CONSÉCRATION DE SOI-MÊME
À JÉSUS-CHRIST LA SAGESSE INCARNÉE,
PAR LES MAINS DE MARIE

L’hommage à Jésus

Ô Sagesse éternelle et incarnée ! Ô très aimable et adorable Jésus, vrai Dieu et vrai homme, Fils unique du Père éternel et de Marie toujours Vierge !

Je vous adore profondément dans le sein et les splendeurs de votre Père pendant l’éternité, et dans le sein virginal de Marie, votre très digne Mère, dans le temps de votre incarnation.

Je vous rends grâces de ce que vous vous êtes anéanti vous-même en prenant la forme d’un esclave, pour me tirer du cruel esclavage du démon. Je vous loue et glorifie de ce que vous avez bien voulu vous soumettre à Marie, votre sainte Mère, en toutes choses, afin de me rendre par elle votre fidèle esclave.

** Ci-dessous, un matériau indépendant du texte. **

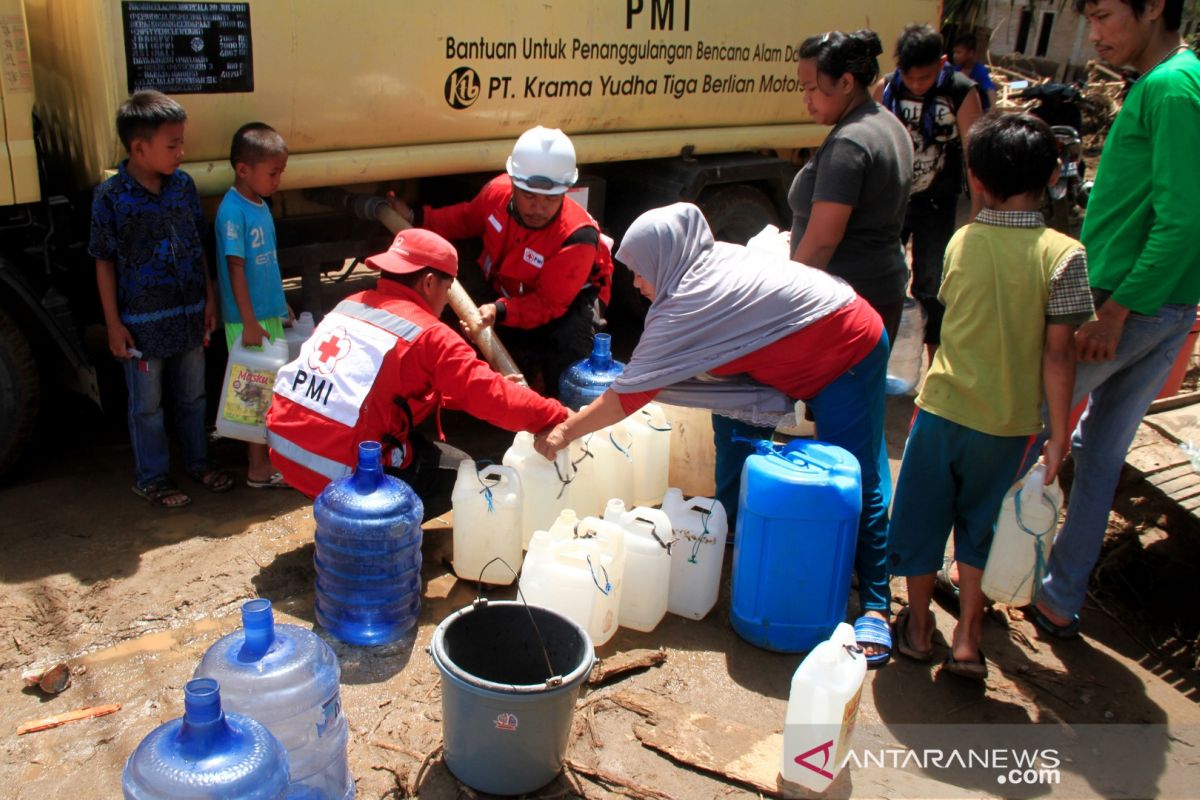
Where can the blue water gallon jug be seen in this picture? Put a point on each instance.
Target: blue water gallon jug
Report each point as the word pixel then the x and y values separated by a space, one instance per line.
pixel 287 678
pixel 588 378
pixel 207 753
pixel 369 554
pixel 795 549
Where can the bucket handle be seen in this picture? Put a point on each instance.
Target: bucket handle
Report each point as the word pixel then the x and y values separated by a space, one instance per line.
pixel 481 601
pixel 654 533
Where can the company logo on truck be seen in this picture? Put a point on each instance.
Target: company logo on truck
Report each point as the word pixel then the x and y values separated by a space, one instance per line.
pixel 462 88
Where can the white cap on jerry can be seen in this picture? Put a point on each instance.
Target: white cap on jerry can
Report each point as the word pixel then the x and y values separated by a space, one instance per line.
pixel 543 162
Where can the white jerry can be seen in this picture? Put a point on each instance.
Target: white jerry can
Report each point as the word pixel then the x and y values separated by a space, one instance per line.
pixel 822 708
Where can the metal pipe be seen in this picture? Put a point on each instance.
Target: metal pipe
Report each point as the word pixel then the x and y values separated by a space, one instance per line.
pixel 366 206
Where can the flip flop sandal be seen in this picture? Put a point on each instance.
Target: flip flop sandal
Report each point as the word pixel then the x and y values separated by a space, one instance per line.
pixel 871 630
pixel 942 581
pixel 969 669
pixel 1068 631
pixel 214 480
pixel 161 494
pixel 274 482
pixel 904 643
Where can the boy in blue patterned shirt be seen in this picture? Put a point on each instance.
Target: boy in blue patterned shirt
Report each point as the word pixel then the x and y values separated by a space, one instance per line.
pixel 252 301
pixel 155 292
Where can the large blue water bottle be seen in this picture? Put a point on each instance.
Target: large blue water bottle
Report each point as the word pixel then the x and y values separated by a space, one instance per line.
pixel 369 554
pixel 588 378
pixel 207 753
pixel 797 528
pixel 287 678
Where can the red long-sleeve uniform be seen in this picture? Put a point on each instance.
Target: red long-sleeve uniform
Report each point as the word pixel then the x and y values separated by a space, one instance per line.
pixel 537 272
pixel 378 365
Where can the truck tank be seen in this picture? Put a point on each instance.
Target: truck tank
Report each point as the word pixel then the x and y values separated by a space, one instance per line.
pixel 364 90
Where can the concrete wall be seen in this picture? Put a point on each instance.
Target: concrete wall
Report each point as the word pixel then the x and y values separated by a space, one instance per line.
pixel 1068 46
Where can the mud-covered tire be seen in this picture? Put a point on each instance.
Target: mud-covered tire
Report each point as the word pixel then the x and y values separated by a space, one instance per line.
pixel 737 212
pixel 19 390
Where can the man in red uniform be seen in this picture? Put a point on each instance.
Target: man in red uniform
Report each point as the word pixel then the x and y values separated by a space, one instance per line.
pixel 381 364
pixel 549 269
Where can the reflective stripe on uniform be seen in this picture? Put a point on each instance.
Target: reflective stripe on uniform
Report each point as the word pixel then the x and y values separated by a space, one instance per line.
pixel 382 318
pixel 306 458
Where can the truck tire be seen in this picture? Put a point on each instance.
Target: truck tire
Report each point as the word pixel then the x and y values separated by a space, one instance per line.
pixel 737 212
pixel 18 392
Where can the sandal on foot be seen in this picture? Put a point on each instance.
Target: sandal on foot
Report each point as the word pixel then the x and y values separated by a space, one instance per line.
pixel 214 480
pixel 1068 631
pixel 274 482
pixel 904 644
pixel 969 669
pixel 874 631
pixel 942 581
pixel 163 494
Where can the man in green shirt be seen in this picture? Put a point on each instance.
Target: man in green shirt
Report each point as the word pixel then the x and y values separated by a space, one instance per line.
pixel 1144 268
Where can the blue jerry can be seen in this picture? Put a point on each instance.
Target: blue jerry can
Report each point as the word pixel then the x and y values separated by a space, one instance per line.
pixel 795 547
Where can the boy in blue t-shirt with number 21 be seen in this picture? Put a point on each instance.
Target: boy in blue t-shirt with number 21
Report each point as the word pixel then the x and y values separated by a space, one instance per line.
pixel 252 301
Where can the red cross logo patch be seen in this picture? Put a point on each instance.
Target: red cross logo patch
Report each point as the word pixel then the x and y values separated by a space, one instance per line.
pixel 329 350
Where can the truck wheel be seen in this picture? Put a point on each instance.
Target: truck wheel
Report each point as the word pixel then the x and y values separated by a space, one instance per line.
pixel 18 392
pixel 737 212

Mais, hélas ! ingrat et infidèle que je suis, je ne vous ai pas gardé les vœux et les promesses que je vous ai si solennellement faits dans mon baptême ; je n’ai point rempli mes obligations ; je ne mérite pas d’être appelé votre enfant ni votre esclave ; et, comme il n’y a rien en moi qui ne mérite vos rebuts et votre colère, je n’ose plus par moi-même approcher de votre très sainte et auguste Majesté.

C’est pourquoi j’ai recours à l’intercession et à la miséricorde de votre très sainte Mère, que vous m’avez donnée pour Médiatrice auprès de vous ; et c’est par son moyen que j’espère obtenir de vous la contrition et le pardon de mes péchés, l’acquisition et la conservation de la Sagesse.

 L’hommage à Marie

Je vous salue donc, ô Marie immaculée, tabernacle vivant de la Divinité, où la Sagesse éternelle cachée veut être adorée des anges et des hommes.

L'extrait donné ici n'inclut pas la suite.